In April, Albanian authorities allowed bulldozers to tear through the protected Vjosa-Narta delta — home to flamingos, loggerhead sea turtles and the endangered Mediterranean monk seal — without permits or environmental review, sparking mass protests that have shaken the government of Prime Minister Edi Rama.The construction is linked to a luxury resort backed by Jared Kushner’s Affinity Partners, targeting one of the last intact river-delta wildernesses in the Mediterranean, where only 4% of deltas remain undisturbed.As Albania’s anti-corruption authority investigates and the EU warns the development could jeopardize the country’s 2030 membership bid, conservationists say the crisis exposes a pattern of broken promises around the celebrated Vjosa Wild River National Park.

VJOSA-NARTA, Albania — In late April, heavy machinery began moving into the Pishë Poro-Narta protected landscape on Albania’s Adriatic coast without permits or public notice. Bulldozers and excavators felled coastal pine trees, flattened sand dunes, and cut new roads through previously untouched habitat. Then, barbed wire fences went up along the shoreline.

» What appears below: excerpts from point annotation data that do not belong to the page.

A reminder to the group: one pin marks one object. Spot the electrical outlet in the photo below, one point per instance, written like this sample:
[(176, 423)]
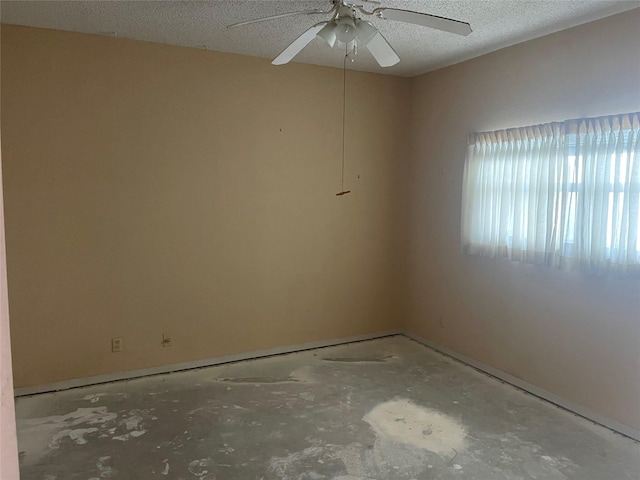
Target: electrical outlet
[(116, 344)]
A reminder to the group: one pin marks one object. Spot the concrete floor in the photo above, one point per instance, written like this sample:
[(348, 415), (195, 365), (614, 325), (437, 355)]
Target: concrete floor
[(381, 409)]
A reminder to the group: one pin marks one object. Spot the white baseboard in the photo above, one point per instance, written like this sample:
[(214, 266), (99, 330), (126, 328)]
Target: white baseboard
[(529, 388), (113, 377)]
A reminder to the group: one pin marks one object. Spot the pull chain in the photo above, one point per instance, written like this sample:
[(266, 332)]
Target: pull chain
[(344, 110)]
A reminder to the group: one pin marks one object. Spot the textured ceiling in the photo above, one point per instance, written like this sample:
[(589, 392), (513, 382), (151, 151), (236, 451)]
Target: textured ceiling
[(202, 24)]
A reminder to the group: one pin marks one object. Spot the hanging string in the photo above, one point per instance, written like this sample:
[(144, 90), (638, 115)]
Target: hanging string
[(344, 112)]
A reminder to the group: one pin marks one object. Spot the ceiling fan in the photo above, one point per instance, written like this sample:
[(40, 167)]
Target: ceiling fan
[(347, 27)]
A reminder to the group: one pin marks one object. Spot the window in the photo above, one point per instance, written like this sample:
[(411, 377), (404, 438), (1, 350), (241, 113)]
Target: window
[(560, 194)]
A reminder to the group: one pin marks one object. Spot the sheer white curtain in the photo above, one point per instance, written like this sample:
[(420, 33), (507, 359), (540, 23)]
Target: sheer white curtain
[(559, 194)]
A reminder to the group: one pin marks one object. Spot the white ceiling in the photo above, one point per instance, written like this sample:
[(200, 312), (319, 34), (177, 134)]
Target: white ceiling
[(202, 24)]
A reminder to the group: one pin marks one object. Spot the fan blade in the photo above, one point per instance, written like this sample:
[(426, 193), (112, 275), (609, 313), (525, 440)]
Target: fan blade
[(425, 20), (298, 44), (282, 15), (382, 51)]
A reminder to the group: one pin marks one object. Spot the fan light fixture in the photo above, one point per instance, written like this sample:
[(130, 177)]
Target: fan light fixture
[(345, 26)]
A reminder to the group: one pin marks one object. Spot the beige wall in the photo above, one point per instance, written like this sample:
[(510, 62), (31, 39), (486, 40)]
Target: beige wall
[(8, 441), (155, 189), (573, 335)]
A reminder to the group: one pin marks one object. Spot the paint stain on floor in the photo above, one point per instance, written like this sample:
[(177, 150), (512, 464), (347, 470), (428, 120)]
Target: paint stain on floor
[(387, 409)]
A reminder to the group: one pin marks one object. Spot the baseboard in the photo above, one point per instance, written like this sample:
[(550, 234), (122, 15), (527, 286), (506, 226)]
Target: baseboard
[(145, 372), (529, 388)]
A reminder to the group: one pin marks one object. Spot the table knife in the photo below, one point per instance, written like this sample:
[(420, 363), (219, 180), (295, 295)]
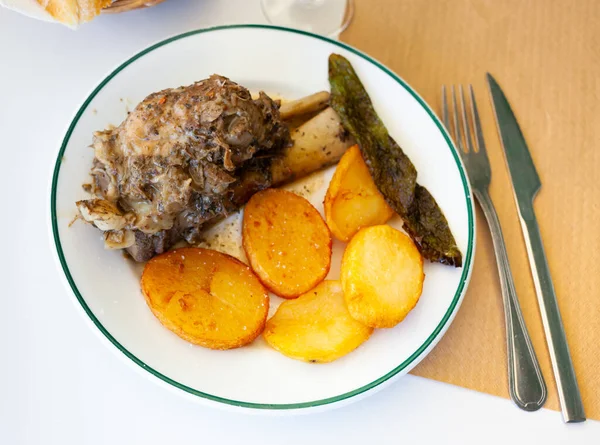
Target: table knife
[(526, 183)]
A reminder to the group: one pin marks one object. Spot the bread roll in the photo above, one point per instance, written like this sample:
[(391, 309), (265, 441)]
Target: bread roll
[(74, 12)]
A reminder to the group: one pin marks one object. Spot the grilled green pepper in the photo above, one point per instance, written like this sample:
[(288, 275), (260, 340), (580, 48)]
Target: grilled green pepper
[(393, 172)]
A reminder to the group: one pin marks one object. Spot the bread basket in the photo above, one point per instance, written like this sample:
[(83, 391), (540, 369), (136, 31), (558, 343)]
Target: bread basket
[(129, 5)]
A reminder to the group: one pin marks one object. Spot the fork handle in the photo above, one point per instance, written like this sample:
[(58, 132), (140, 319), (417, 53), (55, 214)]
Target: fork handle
[(525, 381)]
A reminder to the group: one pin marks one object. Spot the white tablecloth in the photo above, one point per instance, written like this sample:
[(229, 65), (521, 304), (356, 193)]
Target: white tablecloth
[(59, 383)]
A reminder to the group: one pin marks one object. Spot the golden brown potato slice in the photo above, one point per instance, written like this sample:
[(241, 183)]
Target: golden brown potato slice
[(206, 297), (316, 327), (353, 200), (382, 276), (286, 241)]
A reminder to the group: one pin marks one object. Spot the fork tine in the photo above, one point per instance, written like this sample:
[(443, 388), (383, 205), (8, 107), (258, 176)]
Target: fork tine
[(480, 143), (458, 136), (466, 126), (445, 109)]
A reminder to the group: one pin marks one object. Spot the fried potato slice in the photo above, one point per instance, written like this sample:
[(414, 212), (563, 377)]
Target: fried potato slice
[(352, 200), (382, 276), (316, 327), (286, 241), (206, 297)]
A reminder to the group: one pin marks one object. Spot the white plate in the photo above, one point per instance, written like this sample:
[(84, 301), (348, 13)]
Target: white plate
[(290, 64)]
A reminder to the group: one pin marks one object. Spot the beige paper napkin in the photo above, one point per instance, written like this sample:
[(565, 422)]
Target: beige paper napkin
[(546, 56)]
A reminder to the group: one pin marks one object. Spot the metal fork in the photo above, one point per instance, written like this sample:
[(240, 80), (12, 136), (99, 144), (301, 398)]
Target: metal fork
[(526, 383)]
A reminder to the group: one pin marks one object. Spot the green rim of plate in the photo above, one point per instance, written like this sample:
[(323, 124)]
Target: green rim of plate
[(267, 406)]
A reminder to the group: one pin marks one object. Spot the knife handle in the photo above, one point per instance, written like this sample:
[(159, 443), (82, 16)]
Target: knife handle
[(525, 381), (564, 373)]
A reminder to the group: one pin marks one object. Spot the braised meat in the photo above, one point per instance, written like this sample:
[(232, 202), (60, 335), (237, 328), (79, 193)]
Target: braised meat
[(179, 160)]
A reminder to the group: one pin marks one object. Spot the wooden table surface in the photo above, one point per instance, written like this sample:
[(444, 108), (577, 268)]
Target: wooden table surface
[(546, 56)]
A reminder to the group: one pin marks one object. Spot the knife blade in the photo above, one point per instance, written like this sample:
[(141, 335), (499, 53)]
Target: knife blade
[(526, 183)]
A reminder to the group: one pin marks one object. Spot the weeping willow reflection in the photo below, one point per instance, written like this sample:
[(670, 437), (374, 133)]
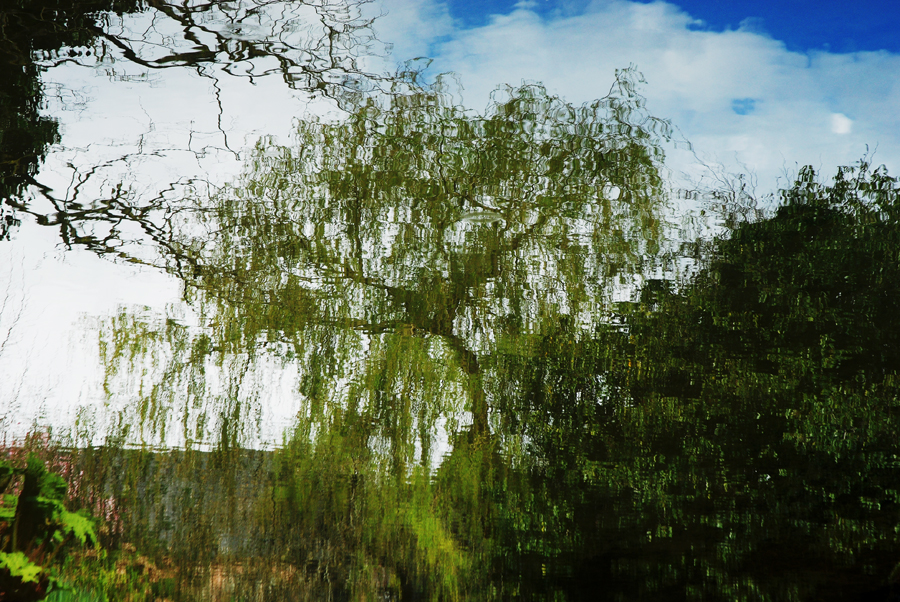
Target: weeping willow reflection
[(388, 260), (314, 47), (480, 422)]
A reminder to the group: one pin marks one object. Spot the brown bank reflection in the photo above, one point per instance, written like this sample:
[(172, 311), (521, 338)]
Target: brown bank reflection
[(480, 421)]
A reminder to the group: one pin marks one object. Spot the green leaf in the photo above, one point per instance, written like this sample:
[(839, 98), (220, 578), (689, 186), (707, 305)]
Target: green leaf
[(20, 566), (78, 525)]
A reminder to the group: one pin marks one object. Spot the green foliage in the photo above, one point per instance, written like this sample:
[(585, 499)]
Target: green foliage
[(20, 566), (722, 429)]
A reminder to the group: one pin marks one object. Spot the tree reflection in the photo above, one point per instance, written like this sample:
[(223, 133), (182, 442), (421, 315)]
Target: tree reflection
[(313, 46), (391, 259)]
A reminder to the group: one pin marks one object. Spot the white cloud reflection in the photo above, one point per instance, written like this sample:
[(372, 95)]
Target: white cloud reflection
[(740, 97)]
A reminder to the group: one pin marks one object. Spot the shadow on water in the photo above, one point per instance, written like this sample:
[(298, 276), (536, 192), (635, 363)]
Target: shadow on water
[(505, 385)]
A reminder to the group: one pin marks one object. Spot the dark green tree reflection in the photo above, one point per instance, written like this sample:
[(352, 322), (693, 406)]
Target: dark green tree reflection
[(481, 421), (391, 257), (737, 438)]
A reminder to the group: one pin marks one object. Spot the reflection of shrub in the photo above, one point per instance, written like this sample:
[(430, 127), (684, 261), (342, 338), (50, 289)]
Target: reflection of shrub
[(35, 528)]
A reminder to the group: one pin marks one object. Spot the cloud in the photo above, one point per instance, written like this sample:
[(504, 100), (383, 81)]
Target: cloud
[(740, 97), (841, 124)]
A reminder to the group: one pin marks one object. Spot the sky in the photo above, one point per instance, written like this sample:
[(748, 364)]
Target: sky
[(760, 88), (757, 88), (803, 25)]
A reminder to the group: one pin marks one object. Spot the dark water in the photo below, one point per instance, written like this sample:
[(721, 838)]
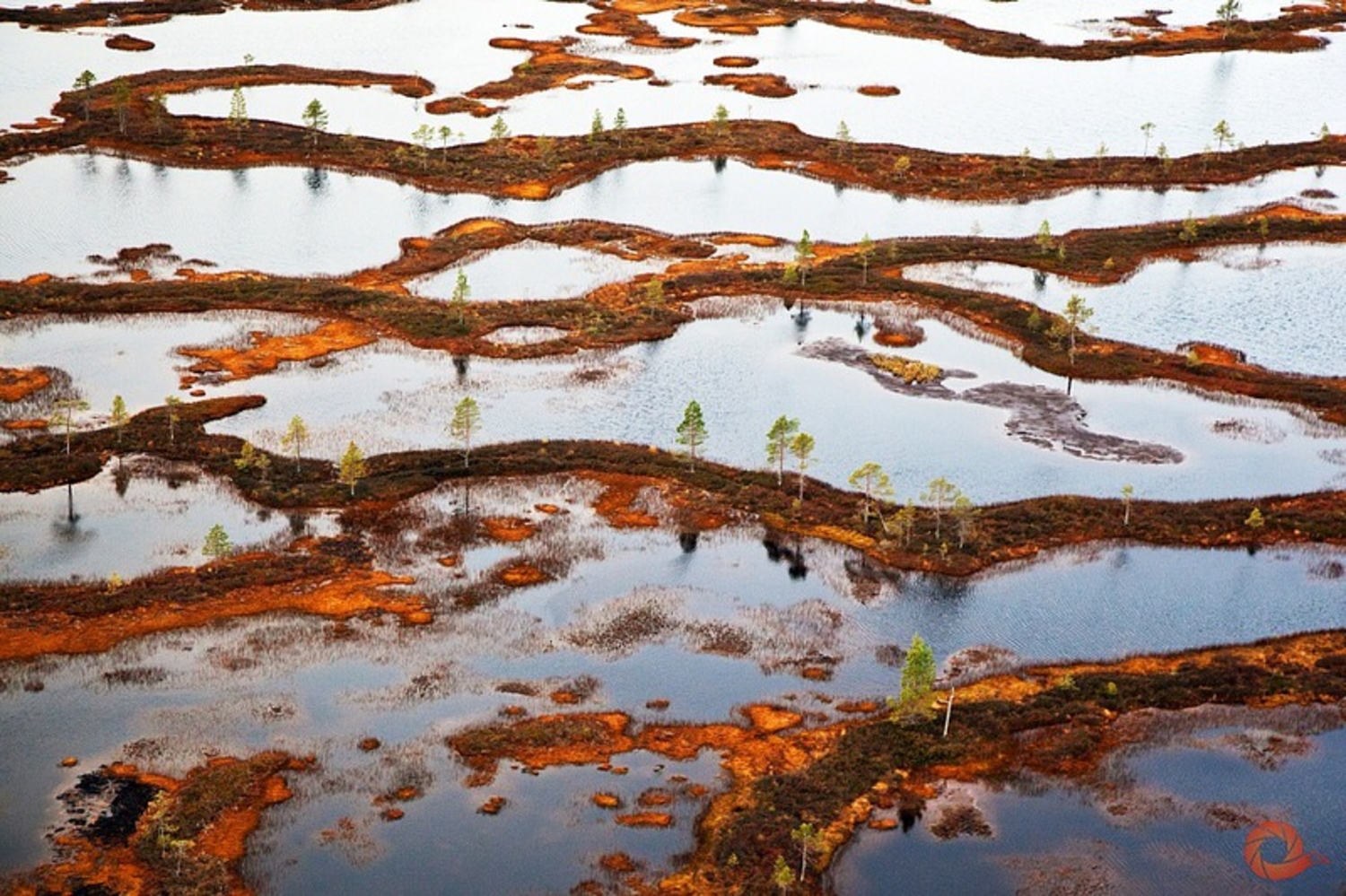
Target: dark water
[(1057, 839), (284, 683)]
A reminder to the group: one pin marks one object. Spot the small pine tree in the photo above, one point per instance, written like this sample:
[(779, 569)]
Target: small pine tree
[(782, 874), (315, 118), (1044, 239), (721, 120), (171, 405), (295, 439), (804, 253), (866, 252), (118, 416), (83, 83), (237, 110), (462, 292), (352, 467), (217, 543), (66, 409), (917, 677), (778, 444), (801, 447), (692, 431), (468, 417)]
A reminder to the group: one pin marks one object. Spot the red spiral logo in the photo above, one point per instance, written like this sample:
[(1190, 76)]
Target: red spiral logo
[(1295, 861)]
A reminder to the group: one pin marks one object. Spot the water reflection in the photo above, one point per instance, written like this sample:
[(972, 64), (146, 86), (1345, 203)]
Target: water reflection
[(277, 223)]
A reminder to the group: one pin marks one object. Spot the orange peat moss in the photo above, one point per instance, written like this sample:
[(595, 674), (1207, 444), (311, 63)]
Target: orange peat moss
[(455, 105), (508, 529), (267, 352), (624, 23), (594, 739), (1060, 736), (51, 630), (758, 83), (128, 43), (233, 791), (521, 575), (551, 65), (18, 384), (645, 820), (616, 502), (896, 338), (742, 21), (616, 863)]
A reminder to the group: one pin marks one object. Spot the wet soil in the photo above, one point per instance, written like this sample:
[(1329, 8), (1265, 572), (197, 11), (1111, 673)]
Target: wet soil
[(1061, 721), (703, 495), (323, 578), (18, 384), (528, 167), (161, 834), (1284, 34)]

The incursion was the realization of a luxury resort development backed by Jared Kushner, U.S. President Donald Trump’s son-in-law. The development plans of Kushner’s Affinity Partners, a private equity fund, stretch from the uninhabited Sazan Island into the Vjosa-Narta Protected Landscape, the delta region of Albania’s Vjosa River that includes Pishë Poro-Narta.